Using e-signature suppose therefore the intervention of a qualified institution ("Certificate Authority") duly accredited by national government bodies to deliver such electronic certificates attesting the identity of the user each time this user is signing electronic documents or messages on the net (1), as well as certifying the integrity and confidentiality of such message (2), and finally confirming the user consent on the content of the signed message or transaction (3).

In fact, the electronic certificate delivered to an individual (user) constitutes its personal electronic ID on the Internet.

Now, what are the implications of the e-signature on our e-mails? e.g. could we consider our e-mail messages as valid legal document, which may be submitted as evidence before the courts in the event of dispute?

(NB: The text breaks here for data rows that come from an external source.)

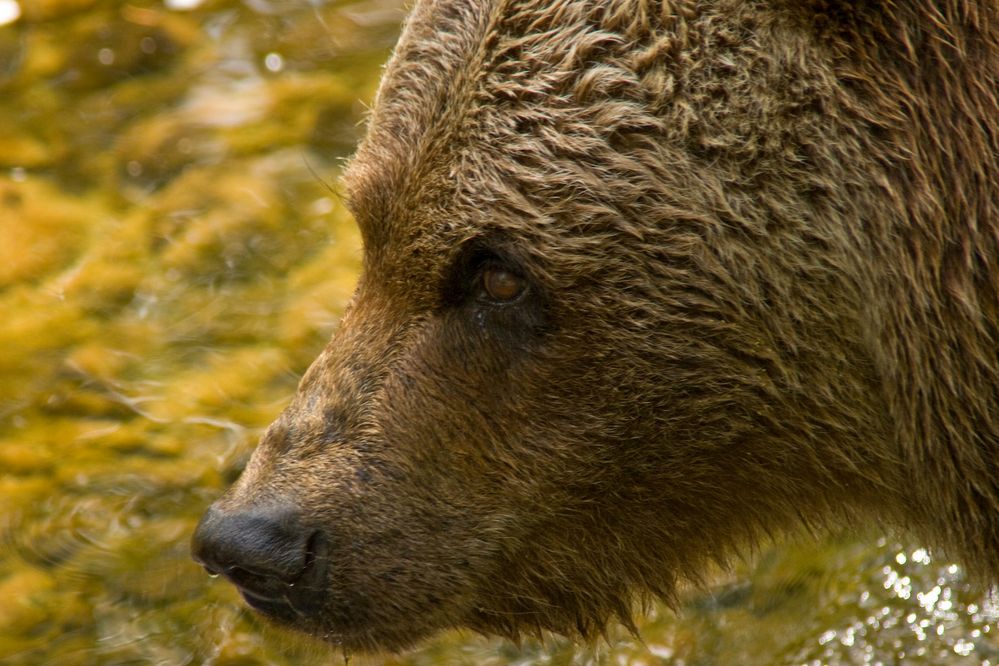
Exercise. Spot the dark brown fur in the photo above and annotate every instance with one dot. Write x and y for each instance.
(762, 247)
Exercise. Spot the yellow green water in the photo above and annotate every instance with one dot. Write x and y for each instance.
(171, 259)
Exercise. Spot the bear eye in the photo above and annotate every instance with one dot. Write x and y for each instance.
(502, 285)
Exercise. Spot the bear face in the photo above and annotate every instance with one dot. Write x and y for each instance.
(642, 281)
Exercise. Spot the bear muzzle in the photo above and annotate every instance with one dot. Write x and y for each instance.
(278, 566)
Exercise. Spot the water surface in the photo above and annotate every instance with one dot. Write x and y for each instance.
(173, 254)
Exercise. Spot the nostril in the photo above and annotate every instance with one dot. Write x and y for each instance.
(255, 548)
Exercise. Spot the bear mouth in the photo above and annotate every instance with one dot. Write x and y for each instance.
(288, 602)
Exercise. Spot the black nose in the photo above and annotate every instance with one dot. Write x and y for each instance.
(262, 550)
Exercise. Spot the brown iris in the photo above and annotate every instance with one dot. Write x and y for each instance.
(501, 284)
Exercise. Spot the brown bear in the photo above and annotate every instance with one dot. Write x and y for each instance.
(644, 281)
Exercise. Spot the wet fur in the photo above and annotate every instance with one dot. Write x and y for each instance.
(762, 246)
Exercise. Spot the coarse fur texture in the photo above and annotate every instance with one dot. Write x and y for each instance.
(759, 248)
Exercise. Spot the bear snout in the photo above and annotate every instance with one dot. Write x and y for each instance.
(277, 565)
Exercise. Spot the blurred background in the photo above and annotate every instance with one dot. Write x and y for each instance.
(173, 254)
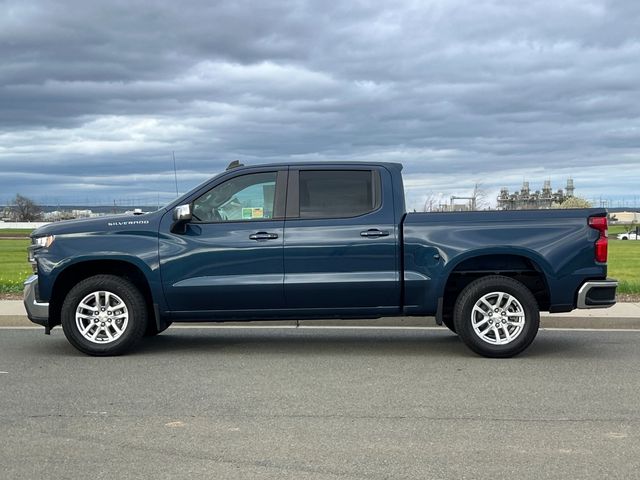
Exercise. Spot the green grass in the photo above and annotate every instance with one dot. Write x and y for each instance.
(15, 232)
(14, 267)
(616, 229)
(624, 264)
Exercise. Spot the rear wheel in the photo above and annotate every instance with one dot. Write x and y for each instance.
(104, 315)
(496, 316)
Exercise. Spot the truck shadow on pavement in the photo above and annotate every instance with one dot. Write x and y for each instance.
(355, 342)
(265, 341)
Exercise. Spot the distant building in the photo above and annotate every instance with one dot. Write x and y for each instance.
(526, 199)
(625, 217)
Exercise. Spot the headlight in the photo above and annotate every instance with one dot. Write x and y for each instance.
(44, 241)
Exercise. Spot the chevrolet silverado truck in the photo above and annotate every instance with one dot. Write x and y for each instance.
(315, 241)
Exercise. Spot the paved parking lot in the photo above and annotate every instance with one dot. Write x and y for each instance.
(224, 403)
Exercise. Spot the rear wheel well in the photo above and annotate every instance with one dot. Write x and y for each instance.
(77, 272)
(518, 267)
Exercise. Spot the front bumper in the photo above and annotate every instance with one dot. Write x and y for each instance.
(597, 294)
(38, 312)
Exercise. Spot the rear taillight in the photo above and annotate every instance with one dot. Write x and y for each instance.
(602, 244)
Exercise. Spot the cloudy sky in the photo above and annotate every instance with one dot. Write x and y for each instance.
(94, 96)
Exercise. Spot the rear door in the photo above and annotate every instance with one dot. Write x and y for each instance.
(341, 253)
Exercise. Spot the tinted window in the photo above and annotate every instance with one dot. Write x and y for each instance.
(247, 197)
(338, 193)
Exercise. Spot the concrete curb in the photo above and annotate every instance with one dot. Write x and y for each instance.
(620, 316)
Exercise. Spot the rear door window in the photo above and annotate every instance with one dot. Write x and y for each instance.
(338, 193)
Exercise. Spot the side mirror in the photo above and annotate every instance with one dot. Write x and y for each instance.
(181, 215)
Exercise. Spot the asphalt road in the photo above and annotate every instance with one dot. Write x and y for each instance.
(320, 404)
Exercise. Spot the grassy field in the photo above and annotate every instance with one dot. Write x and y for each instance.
(624, 264)
(14, 232)
(14, 267)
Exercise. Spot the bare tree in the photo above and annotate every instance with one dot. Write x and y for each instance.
(25, 210)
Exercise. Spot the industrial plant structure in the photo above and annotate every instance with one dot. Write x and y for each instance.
(526, 199)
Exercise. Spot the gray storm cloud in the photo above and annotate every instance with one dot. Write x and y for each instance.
(96, 97)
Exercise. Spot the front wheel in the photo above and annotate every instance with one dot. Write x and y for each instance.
(104, 315)
(496, 316)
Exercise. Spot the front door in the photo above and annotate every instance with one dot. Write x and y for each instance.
(229, 259)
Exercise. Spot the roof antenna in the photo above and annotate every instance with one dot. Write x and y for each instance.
(235, 164)
(175, 172)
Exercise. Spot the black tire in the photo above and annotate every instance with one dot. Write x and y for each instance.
(449, 323)
(130, 314)
(482, 341)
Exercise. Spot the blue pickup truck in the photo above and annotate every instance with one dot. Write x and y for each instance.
(321, 241)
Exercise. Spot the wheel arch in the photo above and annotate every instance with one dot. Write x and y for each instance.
(80, 270)
(521, 266)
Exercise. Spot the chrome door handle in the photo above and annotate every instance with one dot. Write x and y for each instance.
(374, 232)
(263, 236)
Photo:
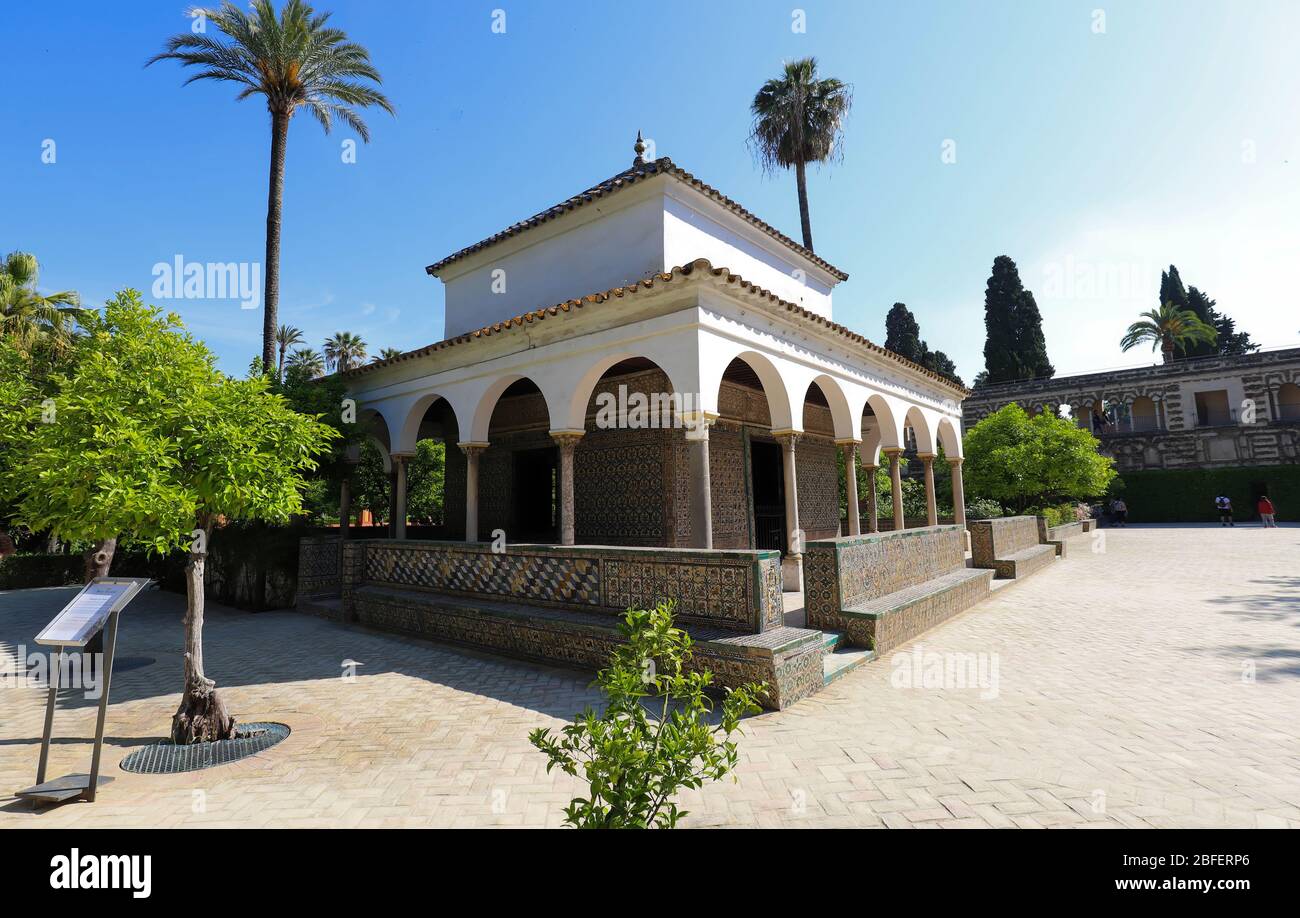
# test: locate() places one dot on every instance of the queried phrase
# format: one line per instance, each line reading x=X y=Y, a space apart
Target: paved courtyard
x=1156 y=683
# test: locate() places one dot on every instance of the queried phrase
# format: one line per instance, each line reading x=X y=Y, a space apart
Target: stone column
x=958 y=492
x=472 y=453
x=567 y=441
x=792 y=564
x=701 y=481
x=399 y=494
x=931 y=502
x=345 y=507
x=393 y=499
x=896 y=485
x=351 y=457
x=850 y=483
x=872 y=512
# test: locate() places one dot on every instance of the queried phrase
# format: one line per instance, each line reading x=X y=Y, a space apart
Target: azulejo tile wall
x=844 y=572
x=735 y=589
x=317 y=564
x=885 y=588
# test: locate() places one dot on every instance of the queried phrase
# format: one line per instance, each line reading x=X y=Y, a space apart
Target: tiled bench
x=1058 y=535
x=1009 y=546
x=788 y=659
x=883 y=589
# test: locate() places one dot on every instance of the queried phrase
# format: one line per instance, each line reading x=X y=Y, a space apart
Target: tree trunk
x=274 y=206
x=801 y=177
x=99 y=558
x=202 y=715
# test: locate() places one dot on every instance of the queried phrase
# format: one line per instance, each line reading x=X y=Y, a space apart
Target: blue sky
x=1092 y=156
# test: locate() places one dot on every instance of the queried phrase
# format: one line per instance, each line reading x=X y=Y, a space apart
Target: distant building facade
x=1208 y=412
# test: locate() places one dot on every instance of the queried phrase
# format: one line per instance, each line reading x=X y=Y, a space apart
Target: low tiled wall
x=1001 y=537
x=739 y=590
x=1058 y=535
x=317 y=566
x=787 y=659
x=843 y=572
x=885 y=588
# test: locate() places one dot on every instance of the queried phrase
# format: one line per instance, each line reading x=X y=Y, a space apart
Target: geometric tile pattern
x=519 y=574
x=1200 y=730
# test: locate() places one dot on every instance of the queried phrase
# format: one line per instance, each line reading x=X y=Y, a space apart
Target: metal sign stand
x=77 y=632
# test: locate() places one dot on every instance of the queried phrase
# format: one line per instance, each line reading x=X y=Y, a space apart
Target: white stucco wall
x=592 y=250
x=612 y=242
x=697 y=233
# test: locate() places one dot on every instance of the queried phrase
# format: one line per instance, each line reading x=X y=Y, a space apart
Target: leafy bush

We may differentiate here between commercial and personal e-mails.

For commercial matters, courts may well accept such e-mail message as valid evidence, although it is not electronically signed, since proof and evidences in commercial matters could be brought by all means.

But in the light of the new international regulations, it is definitely recommended to secure our electronic transactions through the use of secured electronic signature.

Accordingly, such secured e-documents would be certainly considered as valid as traditional written documents, and would constitute therefore an acceptable evidencing document before the courts.

We should note however that some transactions (such as successions, divorce, marriage and legalisation) couldn't be dealt with electronically as they are required by law to be established "in writing".

For personal e-mails (not electronically signed), it could be more difficult to have these documents elevated to the status of valid conclusive evidence (as the typographic signature is legally not sufficient to certify that it was personally issued by the signatory, or that the sent message has not been altered), although this issue is subject to the judges' appreciation on a case-by-case basis.

As a result, it is unquestionable that the use of secured electronic signature (by getting the appropriate electronic certificates from the appropriate Certificate Authority) in our e-mails and transactions with commercial partners, government bodies or courts etc, … will efficiently contribute in establishing the needed secured Internet climate for the worldwide development of e-transactions.

However, due to the key role of a Certificate Authority who delivers such electronic certificate to Internet users, the liability of such Certificate Authority should also be contemplated and inserted in e-commerce regulations for the simple reason that the Certificate Authority is a professional upon whom the Internet user relies.

Such liability may indeed arise for example when the electronic signature certificate is erroneously delivered, the certificate content is inaccurate, or the private and/or public user key disclosed by the Certificate Authority, etc.

Such liability is under the process of being included in European national regulations based on the EU Directive of December 13, 1999, which has provided for the guidelines of such liability.

However, other countries have opted for a limited liability of the Certificate Authority which could be considered as a backward step, as it may limit the effects of trusting the delivered electronic certificates, and therefore of the electronic signature, by consumers.